Antonio Tajani immagina un’Italia protagonista della futura ricostruzione della Striscia di Gaza, e si dichiara favorevole a una presenza del nostro Paese in un’eventuale missione sotto l’egida dell’Onu in Palestina, una volta finita la guerra. Il ministro degli Esteri lo ha detto chiaramente, ribadendo come tale missione si inserisce nel costante lavoro volto alla pace del governo italiano.
Tajani: “Missione Onu in Palestina? Italia disponibile a partecipare”
L’occasione è data dalla conferenza stampa organizzata oggi, 16 aprile 2024, a Roma per annunciare l’accordo tra Forza Italia e Südtiroler Volkspartei (SVP) in vista delle Elezioni Europee in programma l’8 e il 9 giugno prossimi.
A margine dell’incontro con i giornalisti, il vicepremier e ministro degli Esteri viene inevitabilmente sollecitato sulle delicate questioni internazionali. In particolare, le crescenti tensioni in Medio Oriente, con il coinvolgimento dell’Iran nel conflitto che getta nuove paure sulla guerra in corso.
Tajani rivendica il ruolo diplomatico svolto finora dall’Italia e lo ribadisce quando gli viene prospettata la possibilità di una partecipazione del nostro Paese alla stabilizzazione di un eventuale stato palestinese, una volta finita la guerra.
“Quando ci saranno due popoli e due Stati e dovesse esserci la necessità di una presenza dell’Onu, siamo pronti a partecipare per garantire la pace e la stabilità. In altre parole, siamo pronti a una partecipazione sotto l’egida dell’Onu e a guida araba“.

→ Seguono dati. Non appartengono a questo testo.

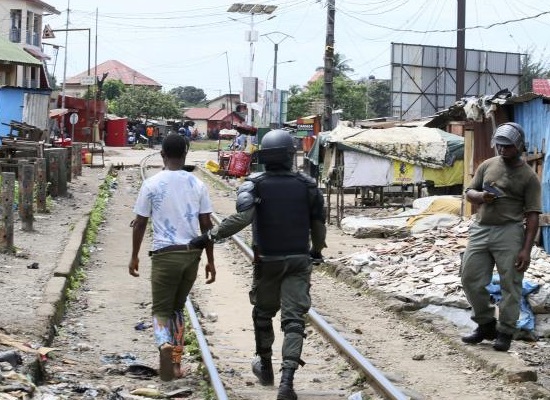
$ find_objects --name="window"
[25,11,34,44]
[10,10,21,43]
[32,14,42,46]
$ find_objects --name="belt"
[149,244,200,256]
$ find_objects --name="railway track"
[140,154,409,400]
[34,153,545,400]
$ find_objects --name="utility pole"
[456,0,466,100]
[59,0,71,136]
[323,0,336,132]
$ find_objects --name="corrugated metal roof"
[533,79,550,96]
[30,0,61,15]
[187,107,227,120]
[0,37,42,65]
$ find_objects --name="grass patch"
[80,173,115,265]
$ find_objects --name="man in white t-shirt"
[128,134,216,381]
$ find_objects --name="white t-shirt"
[134,170,213,251]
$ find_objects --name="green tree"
[519,50,550,94]
[288,76,367,121]
[168,86,206,106]
[103,79,126,100]
[109,86,181,119]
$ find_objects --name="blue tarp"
[485,274,540,332]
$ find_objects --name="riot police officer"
[192,129,326,400]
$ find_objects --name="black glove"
[189,231,212,249]
[309,250,324,265]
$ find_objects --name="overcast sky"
[44,0,550,99]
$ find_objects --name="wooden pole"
[0,172,15,252]
[19,163,34,231]
[35,158,48,213]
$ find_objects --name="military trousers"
[151,250,201,346]
[462,222,525,335]
[250,255,312,369]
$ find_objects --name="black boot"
[252,356,275,386]
[462,320,497,344]
[493,332,512,351]
[277,368,298,400]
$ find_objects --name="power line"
[342,7,550,33]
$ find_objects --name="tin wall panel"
[391,43,521,120]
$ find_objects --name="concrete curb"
[36,165,112,346]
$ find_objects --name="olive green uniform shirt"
[466,156,542,225]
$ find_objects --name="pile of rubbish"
[325,198,550,337]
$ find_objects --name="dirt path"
[0,148,548,400]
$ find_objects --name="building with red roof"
[65,60,162,97]
[183,107,244,137]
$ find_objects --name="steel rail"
[140,153,409,400]
[212,213,409,400]
[140,153,228,400]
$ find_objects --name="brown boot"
[277,368,298,400]
[252,356,275,386]
[159,343,174,381]
[462,320,497,344]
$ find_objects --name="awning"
[24,47,51,61]
[50,108,69,118]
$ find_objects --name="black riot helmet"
[258,129,296,171]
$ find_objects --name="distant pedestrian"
[128,134,216,381]
[462,122,541,351]
[145,125,155,148]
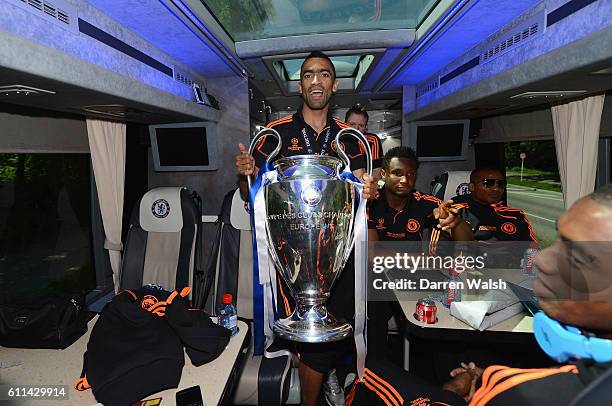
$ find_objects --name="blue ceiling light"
[89,0,241,77]
[164,0,251,78]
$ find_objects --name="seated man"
[347,185,612,406]
[452,168,538,243]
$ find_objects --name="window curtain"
[87,118,126,292]
[551,95,604,209]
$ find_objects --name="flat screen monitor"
[410,120,470,161]
[149,122,218,172]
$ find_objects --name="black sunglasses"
[480,179,506,189]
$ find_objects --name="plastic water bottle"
[442,269,461,309]
[217,293,238,335]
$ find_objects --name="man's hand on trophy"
[363,175,378,199]
[433,200,463,231]
[236,144,255,176]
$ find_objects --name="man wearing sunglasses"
[452,168,537,243]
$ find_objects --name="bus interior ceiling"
[0,0,612,272]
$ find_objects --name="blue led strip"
[546,0,597,27]
[440,56,480,86]
[159,0,252,78]
[79,18,174,78]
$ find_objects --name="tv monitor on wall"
[149,122,218,172]
[409,120,470,161]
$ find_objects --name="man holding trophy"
[236,52,464,405]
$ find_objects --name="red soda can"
[414,299,438,324]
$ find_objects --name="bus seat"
[119,187,203,307]
[431,171,470,200]
[210,190,300,405]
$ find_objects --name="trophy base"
[274,304,353,343]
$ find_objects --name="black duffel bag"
[0,294,87,349]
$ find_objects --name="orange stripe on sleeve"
[470,365,577,406]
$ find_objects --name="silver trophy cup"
[250,128,372,343]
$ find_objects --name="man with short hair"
[236,51,376,405]
[452,168,538,244]
[347,184,612,406]
[344,104,383,182]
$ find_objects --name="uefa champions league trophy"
[249,128,372,343]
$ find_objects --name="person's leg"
[299,362,324,406]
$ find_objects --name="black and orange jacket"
[75,286,231,405]
[356,133,384,169]
[367,188,462,248]
[470,360,612,406]
[345,359,465,406]
[452,194,538,243]
[253,108,365,170]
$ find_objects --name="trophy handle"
[336,128,372,176]
[247,127,283,190]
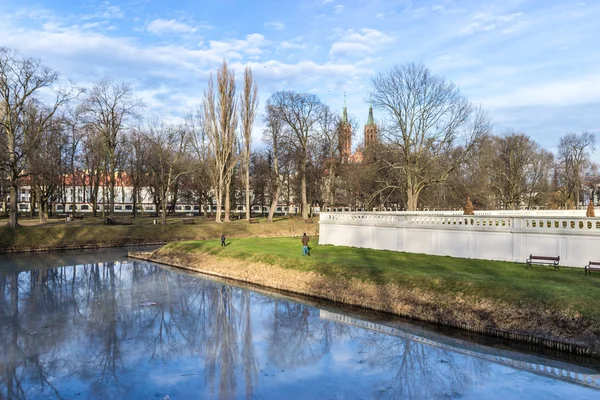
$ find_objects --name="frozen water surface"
[0,250,600,400]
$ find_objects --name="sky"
[0,0,600,162]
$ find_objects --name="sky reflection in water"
[0,256,600,400]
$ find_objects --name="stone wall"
[319,210,600,267]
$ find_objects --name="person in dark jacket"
[302,233,310,256]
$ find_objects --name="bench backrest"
[588,261,600,265]
[529,254,560,261]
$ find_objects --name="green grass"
[168,237,600,323]
[0,215,318,252]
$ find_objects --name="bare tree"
[0,47,78,228]
[491,131,540,210]
[145,122,190,225]
[27,114,67,223]
[203,61,237,222]
[263,105,283,222]
[240,66,258,220]
[369,63,490,211]
[80,78,143,218]
[558,132,596,208]
[267,91,325,219]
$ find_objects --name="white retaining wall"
[319,211,600,267]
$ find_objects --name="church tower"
[365,104,379,149]
[338,93,352,162]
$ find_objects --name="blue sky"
[0,0,600,156]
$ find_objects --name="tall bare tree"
[491,132,540,210]
[369,63,491,211]
[240,66,258,220]
[27,113,67,223]
[203,61,237,222]
[267,91,325,219]
[80,78,143,218]
[145,122,190,225]
[558,132,596,208]
[263,105,283,222]
[0,47,78,228]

“Iran vuole Gerusalemme solo musulmana? Non sono d’accordo”
Tajani prende posizione, poi, di fronte alle parole del presidente iraniano, che auspica una città di Gerusalemme di religione esclusivamente musulmana. Un’idea che il titolare della Farnesina non condivide affatto.
“Gerusalemme è una città cristiana, ebraica e musulmana. Sono le tre religioni abramitiche che devono poter vivere insieme in pace. Io credo molto nel dialogo inter-religioso. Ho invitato tutti alla prudenza in questo momento perché ogni passo flaso può peggiorare la situazione”.

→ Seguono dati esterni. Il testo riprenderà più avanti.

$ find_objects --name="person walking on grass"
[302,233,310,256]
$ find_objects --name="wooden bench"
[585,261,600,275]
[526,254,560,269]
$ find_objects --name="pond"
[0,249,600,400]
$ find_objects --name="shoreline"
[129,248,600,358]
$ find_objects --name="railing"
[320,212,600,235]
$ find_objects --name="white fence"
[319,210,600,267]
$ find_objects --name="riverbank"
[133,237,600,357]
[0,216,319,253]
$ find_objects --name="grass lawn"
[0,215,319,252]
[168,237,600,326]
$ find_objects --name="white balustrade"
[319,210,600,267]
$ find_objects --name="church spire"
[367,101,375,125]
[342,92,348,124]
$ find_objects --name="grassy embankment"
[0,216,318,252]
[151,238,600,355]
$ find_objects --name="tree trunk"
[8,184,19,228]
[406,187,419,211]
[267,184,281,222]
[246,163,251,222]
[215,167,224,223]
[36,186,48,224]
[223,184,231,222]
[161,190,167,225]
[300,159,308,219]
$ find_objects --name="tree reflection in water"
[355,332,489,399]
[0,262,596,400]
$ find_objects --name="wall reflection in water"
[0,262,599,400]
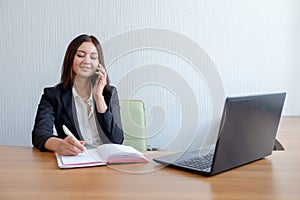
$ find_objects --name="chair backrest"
[119,100,147,151]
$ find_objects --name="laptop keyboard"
[177,153,214,170]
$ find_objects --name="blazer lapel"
[61,89,75,126]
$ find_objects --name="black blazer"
[32,84,124,151]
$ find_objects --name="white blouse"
[72,87,103,148]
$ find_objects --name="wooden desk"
[0,117,300,200]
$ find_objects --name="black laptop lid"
[211,93,286,174]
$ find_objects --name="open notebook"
[55,144,148,169]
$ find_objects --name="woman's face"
[72,42,99,78]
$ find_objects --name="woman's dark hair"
[60,34,110,95]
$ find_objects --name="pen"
[63,125,85,150]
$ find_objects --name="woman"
[32,34,124,155]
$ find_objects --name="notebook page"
[61,149,104,165]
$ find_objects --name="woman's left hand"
[93,64,107,113]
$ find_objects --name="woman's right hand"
[45,136,85,156]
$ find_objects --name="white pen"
[63,125,85,150]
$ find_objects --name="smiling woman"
[32,34,123,155]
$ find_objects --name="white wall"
[0,0,300,148]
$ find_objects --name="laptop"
[153,93,286,176]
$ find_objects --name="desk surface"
[0,117,300,200]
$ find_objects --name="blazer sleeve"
[96,86,124,144]
[32,88,55,151]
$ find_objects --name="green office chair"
[119,100,147,151]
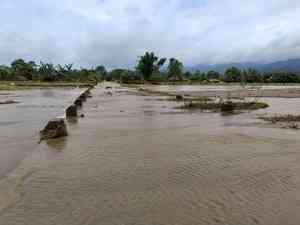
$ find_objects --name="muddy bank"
[0,88,84,178]
[0,85,300,225]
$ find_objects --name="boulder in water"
[40,118,68,140]
[176,95,184,101]
[66,105,77,118]
[74,98,82,107]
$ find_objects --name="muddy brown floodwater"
[0,84,300,225]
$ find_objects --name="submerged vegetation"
[180,101,269,112]
[259,114,300,123]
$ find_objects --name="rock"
[79,93,86,102]
[74,98,82,107]
[40,118,68,140]
[84,89,92,98]
[221,101,235,112]
[176,95,184,101]
[66,105,77,118]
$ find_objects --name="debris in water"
[40,118,68,141]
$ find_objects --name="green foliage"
[168,58,183,81]
[136,52,166,80]
[206,70,221,80]
[0,66,14,80]
[11,59,36,80]
[190,70,206,81]
[224,67,242,82]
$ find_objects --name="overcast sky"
[0,0,300,68]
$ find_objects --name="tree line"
[0,52,300,83]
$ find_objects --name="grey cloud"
[0,0,300,68]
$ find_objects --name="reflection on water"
[0,84,300,225]
[0,88,81,177]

Torna, poi, a predicare come un mantra la linea politica finora seguita dall’esecutivo sui tavoli internazionali. L’impegno, cioè, per una tregua a Gaza che permetta il rilascio degli ostaggi e l’ingresso degli aiuti umanitari nell’enclave palestinese.
“Nessuno può pensare di cancellare Israele dalla carta geografica. Allo stesso tempo, invitiamo anche Israele alla prudenza. La popolazione palestinese è vittima di una guerra di cui non è responsabile, oltre che dei crimini commessi da Hamas che continua a utilizzare il popolo palestinese come scudo umano”.

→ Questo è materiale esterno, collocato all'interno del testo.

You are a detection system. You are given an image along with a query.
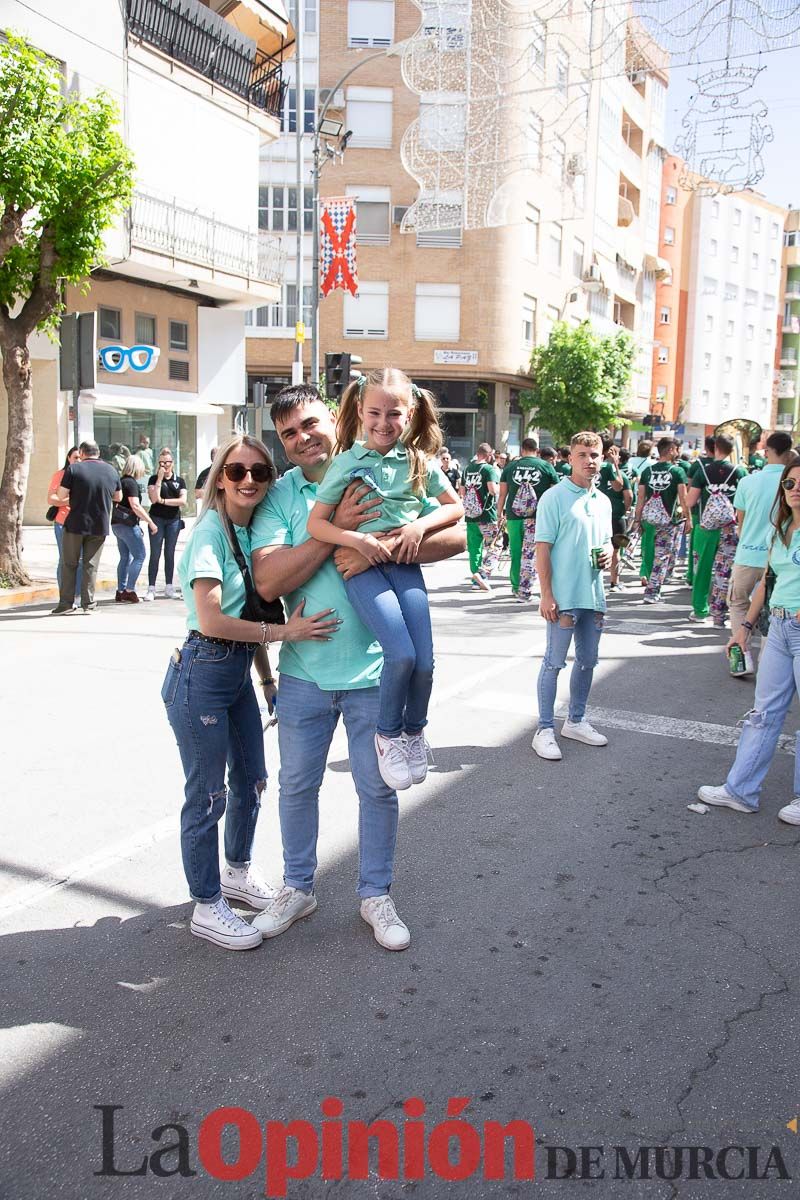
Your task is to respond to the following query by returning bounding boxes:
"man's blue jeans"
[161,636,266,904]
[112,524,148,592]
[278,674,397,899]
[536,608,603,730]
[724,617,800,809]
[344,563,433,738]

In chiusura dell’incontro con i giornalisti, qualcuno gli fa notare che, purtroppo, non tutti gli ostaggi israeliani potrebbero essere ancora in vita. “Mi auguro di no” è la risposta laconica del ministro degli Esteri. Un pensiero che nessuno, evidentemente, vuole prendere in considerazione, anche per le conseguenze che potrebbe scatenare.